St. Paul in today’s epistle extract (Romans 7:15-25a) is struggling with the act of making a choice; of making the right choice. He is quite despairing of himself:
“I do not understand my own actions. ... I can will what is right, but I cannot do it.”
We all make choices every day, in fact probably in every hour of our waking day. We make so many choices daily that most of the time we will be unaware of the process. Do I want tea or coffee? Shall I watch Fr. Brown or Grand Designs? Shall I have potatoes or rice with my meal? At the time these are important decisions or choices but in the bigger picture they are rather insignificant and even if one regrets one’s choice it is not really a disaster that can’t be rectified, the next time we face a similar decision. There are also the rather more important choices we make.
Who is the one I love the most? Shall I take that job offer or that one? Do I really want to move to that flat or to that house? These choices are significant and they are not, for most of us, decisions we have to make on a regular basis. Yes, our choice will have consequences but even if they prove to be the wrong choice in the long-run they can often be corrected.
Then there are the choices we make that are very important and can affect us at a profoundly deep level. These are the choices between good and evil, sin and not sin, good and bad. As St.Paul expressed two thousand years ago:
“For I do not do the good I want, but the evil I do not want is what I do.”
Paul is really struggling with some of the actions he has done and decisions he has made in the past, just as we do. This is Paul at his most human. Like him we can despair of ourselves at times when we have committed an act that we immediately regretted and one that we felt soiled our souls. We are all guilty of these actions but thankfully, for most of us they are not something we often do. We don’t often offend because we have a sort of rule book or code of conduct that we follow.
For those of us of faith we have Scripture and the example of Christ to follow. They both give us a path to follow that we can choose to walk along or not. Most of us for most of the time walk that path and because we do so we always know when we have stepped off the path and gone another way. Our faith gives us a framework around which we can build and live our lives with thought to God, others and ourselves. We are not dictated to by God but freely offered a ‘life giving way’ by which to live happy and contented lives.
Paul refers to this as the ‘Law’:
“So I find it to be a law that when I want to do what is good, evil lies close at hand. For I delight in the law of God in my inmost self.”

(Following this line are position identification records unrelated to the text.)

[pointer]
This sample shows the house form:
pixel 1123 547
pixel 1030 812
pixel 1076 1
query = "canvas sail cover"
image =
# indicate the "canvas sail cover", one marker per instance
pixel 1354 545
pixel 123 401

He rightly expresses his joy in the Law as a guide to life but he acknowledges that with every major decision the opportunity to ‘sin’ or not to get it right is always there. This is the dilemma we all live with.
A dilemma many of us are facing as lockdown eases and we seek to re-enter ‘normal’ life. Good intentions may not always be the right decision. Yet, that is the ‘normal’ life we lead. The best prayer we can send to God is always:
“Lead us not into temptation...”
For in doing so it makes us question the choices we make and can help us live with the outcomes of that choice. We can be assured that in making any decision we are not alone. God is with us and the example of Christ is there to guide us, should we choose to follow him.
We can also be assured that even when we muck it all up and rue the choices we have made, we can try again and that God will forgive us if we ask him. None of us are perfect and we will all continue to make choices good and bad but it is in the trying not to make the wrong decision that can keep us out of the temptation of sin.